Endowed Charitable Foundations: Not Just Maximising Investment Returns
8 October 2012 at 4:33 pm
Gina Anderson, Philanthropy Fellow at the Centre for Social Impact, looks at the impact of endowed charitable foundations. This article is from the CSI blog.
OPINION: Endowed charitable foundations such as Private Ancillary Funds (PAFs), Public Ancillary Funds and Charitable Trusts, differ from other fiduciary investors (those who have a legal responsibility for managing another person’s money, such as registered investment advisors) because they exist to deliver a public benefit.
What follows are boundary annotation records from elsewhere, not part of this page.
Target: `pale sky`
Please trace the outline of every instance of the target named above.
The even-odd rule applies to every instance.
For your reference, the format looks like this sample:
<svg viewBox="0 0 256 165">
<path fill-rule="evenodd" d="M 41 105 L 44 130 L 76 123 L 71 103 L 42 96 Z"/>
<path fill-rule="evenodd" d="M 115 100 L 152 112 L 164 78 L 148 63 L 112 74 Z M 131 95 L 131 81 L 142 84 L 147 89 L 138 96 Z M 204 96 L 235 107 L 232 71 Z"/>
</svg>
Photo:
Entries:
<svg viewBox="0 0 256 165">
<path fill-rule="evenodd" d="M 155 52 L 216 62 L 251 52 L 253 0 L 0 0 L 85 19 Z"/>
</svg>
In addition, as their financial objectives are generally not based on the needs of specific recipients, foundations have a different relationship with their beneficiaries.
This means not just thinking of an endowment simply as an investment, but seeing it as part of a broader financial governance canvas with complex inter-relationships between spending, investing, accounting and a governance mechanism that supports long-term thinking. This often presents issues that are peculiar to endowed charitable foundations as opposed to other classes of investors. In addition the law and regulation on the various legal structures of endowed charitable foundations often seem more concerned with the protection of assets rather than the promotion of charity.
How then do foundation trustees manage the task of not just maximising investment returns on their endowments but also maximising financial distributions or grants to charities – in the face of the twin pressures of lower investment returns and high demands from their beneficiaries as public funding shrinks in a harsher economic environment?
Complementary to Philanthropy Australia’s suite of Trustee Handbooks for different philanthropic structures comes a publication from the Association of Charitable Foundations in the UK entitled The Governance & Financial Management of Endowed Charitable Foundations by Richard Jenkins.
This report considers the governance and management of endowed charitable foundations from the perspective of those who run them as opposed to those who regulate or advise them. Twenty five individuals were interviewed including trustees and executive staff currently engaged in a total of ten UK foundations of various sizes. In addition a number of investment advisers and legal experts, governance and investment specialists, and individuals with roles in umbrella bodies, were also interviewed.
The report examines the common principles for the management of endowed charitable foundations, covering topics such as acting prudently, deciding how much to spend and how much to keep, using the whole balance sheet, and seeking expertise and advice. The result is a thoughtful, provocative and insightful report that, while written for UK foundations, is a very relevant and useful resource for endowed charitable foundations in Australia.
Full of useful tips, the intention of the report is not to prescribe particular solutions but to ask questions, such as:
- Fiduciary obligations originate to protect the endowed funds from trustees who might act carelessly. Is there another risk? That foundations are not taking full advantage of the freedom they have?
- What might constitute failure for an endowed charitable foundation?
- Does the instinct not to lose the family silver prompt trustees to emphasise preservation of the endowed funds over distribution of grants to charities?
There is also a very useful chapter that examines the influence of founders and their memories which can exert a strong influence on foundations, together with the impact of family member trustees.
Through interviews and case studies, the report shows the ways different foundations consider questions such as these and how foundations have implemented different solutions to get the best value for their charitable aims.